Here is some interesting analysis of the Google’s acquisition of JotSpot. I have highlighted this point in bold that I found very interesting! Google seems to be attacking Microsoft from flanks that are totally unexpected!
“What’s interesting is Google spent a bunch of time recently updating Google Groups and adding some wiki features to it,” said Greg Sterling, founder of Sterling Market Intelligence. “But JotSpot has a (collaborative) development platform, a bunch of applications in a nice package,” as well as users and a brand, he said. “Google won’t have to piece it all together from disparate parts.”
Translation: Google clearly doesn’t mind a little product overlap if it’s getting good technology and engineers in a deal. And since the number of people using Web-based applications are still a tiny sliver when compared to Microsoft’s massive customer list for the Office desktop software suite, the search company might as well mix and match pieces before finding the right combination to take Office head on.
Of course, describing anything Google does in relation to Microsoft Office as a “head-on” assault would be misleading.

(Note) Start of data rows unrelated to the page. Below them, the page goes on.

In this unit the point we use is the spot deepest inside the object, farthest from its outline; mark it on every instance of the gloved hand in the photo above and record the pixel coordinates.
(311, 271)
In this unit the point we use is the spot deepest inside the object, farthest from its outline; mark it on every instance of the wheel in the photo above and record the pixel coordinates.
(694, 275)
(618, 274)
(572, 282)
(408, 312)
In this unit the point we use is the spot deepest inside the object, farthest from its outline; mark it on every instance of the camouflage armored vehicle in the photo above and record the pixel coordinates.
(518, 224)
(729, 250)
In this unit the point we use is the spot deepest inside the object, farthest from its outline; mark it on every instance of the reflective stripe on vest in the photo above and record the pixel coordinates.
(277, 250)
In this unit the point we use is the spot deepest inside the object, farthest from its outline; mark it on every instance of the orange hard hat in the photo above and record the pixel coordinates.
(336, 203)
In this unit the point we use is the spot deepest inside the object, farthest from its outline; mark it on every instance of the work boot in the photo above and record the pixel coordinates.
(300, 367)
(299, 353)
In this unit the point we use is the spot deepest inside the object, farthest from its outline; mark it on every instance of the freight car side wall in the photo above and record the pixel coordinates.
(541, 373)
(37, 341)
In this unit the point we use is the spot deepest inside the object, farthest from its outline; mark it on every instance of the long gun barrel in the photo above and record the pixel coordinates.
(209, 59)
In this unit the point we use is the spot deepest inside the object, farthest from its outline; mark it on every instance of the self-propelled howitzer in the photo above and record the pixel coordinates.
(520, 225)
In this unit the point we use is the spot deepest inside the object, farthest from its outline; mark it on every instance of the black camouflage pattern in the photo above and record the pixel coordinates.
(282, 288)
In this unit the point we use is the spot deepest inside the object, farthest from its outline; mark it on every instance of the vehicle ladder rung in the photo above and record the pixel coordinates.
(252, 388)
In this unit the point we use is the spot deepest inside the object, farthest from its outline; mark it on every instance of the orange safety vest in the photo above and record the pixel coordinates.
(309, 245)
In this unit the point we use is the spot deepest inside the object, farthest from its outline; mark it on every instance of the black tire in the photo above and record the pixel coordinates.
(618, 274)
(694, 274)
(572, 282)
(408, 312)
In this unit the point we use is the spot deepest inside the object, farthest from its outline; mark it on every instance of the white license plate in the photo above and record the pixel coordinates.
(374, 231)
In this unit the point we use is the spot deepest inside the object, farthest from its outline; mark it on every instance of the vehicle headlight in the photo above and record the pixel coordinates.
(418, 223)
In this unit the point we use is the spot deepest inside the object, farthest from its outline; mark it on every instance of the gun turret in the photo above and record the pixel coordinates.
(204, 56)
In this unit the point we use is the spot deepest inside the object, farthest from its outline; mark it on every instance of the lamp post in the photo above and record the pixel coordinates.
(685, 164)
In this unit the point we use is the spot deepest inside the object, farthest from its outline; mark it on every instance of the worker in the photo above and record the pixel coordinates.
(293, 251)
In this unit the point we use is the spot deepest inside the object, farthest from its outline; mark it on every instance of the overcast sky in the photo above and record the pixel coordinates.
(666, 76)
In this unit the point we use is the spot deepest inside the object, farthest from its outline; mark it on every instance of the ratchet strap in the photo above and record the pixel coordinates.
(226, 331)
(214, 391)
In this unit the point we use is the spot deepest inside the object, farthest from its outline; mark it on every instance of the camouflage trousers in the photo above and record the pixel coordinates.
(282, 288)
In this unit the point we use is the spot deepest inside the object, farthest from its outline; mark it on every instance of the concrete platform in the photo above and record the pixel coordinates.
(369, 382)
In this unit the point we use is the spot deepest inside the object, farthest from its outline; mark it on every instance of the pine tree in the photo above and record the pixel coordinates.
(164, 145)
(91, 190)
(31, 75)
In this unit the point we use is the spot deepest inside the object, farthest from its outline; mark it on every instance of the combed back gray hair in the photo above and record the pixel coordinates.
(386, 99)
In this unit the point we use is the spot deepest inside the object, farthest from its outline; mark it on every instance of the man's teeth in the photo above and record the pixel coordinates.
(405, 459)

Indeed, few expect Google to go where other, shell-of-their-former-selves companies like Novell have gone before. Rather than try to replicate Microsoft Office, Google appears to be trying to beat the software king to a point in perhaps the not-so-distant future when a good chunk of applications used by businesses and consumers alike are Web-based services rather than PC software.
“People have been expecting Google to make a frontal assault on Microsoft Office,” said Peter O’Kelly, an analyst at the Burton Group. “But why pick a fight with where Office is today when you can look at where the Web is going tomorrow?”
Right now, Google offers its own productivity applications, including Google Calendar, a word processor called Google Docs based on its acquisition of Writely, Google Spreadsheets and Google Applications for Your Domain, which bundles Web-based e-mail, calendar, chat and Web page publishing. Google also recently launched a beta of Google Docs & Spreadsheets, which combines its online word-processing and spreadsheet programs into one free program. Few would say they’re within shouting distance of being as feature-rich as Microsoft’s Office software, but even skeptics say that, bit by bit, they’re improving.
JotSpot’s product, on the other hand, allows people an easy way to create applications like a simple editor, spreadsheets, calendar and blogging that can be collaborated on over the Internet by multiple users. JotSpot revamped its offering in July to allow users to collaborate on different types of “office-like” products, and said it was testing an edition of its software that can be downloaded and run on a customer’s servers.
“The Google guys could duplicate that, but it’s just quicker to go get it and then blend it with the strengths that Google has,” said Stephen Arnold, author of “The Google Legacy.” Overlaps? There are some. But JotSpot adds a collaborative, wiki-style spin that Google didn’t have on its own.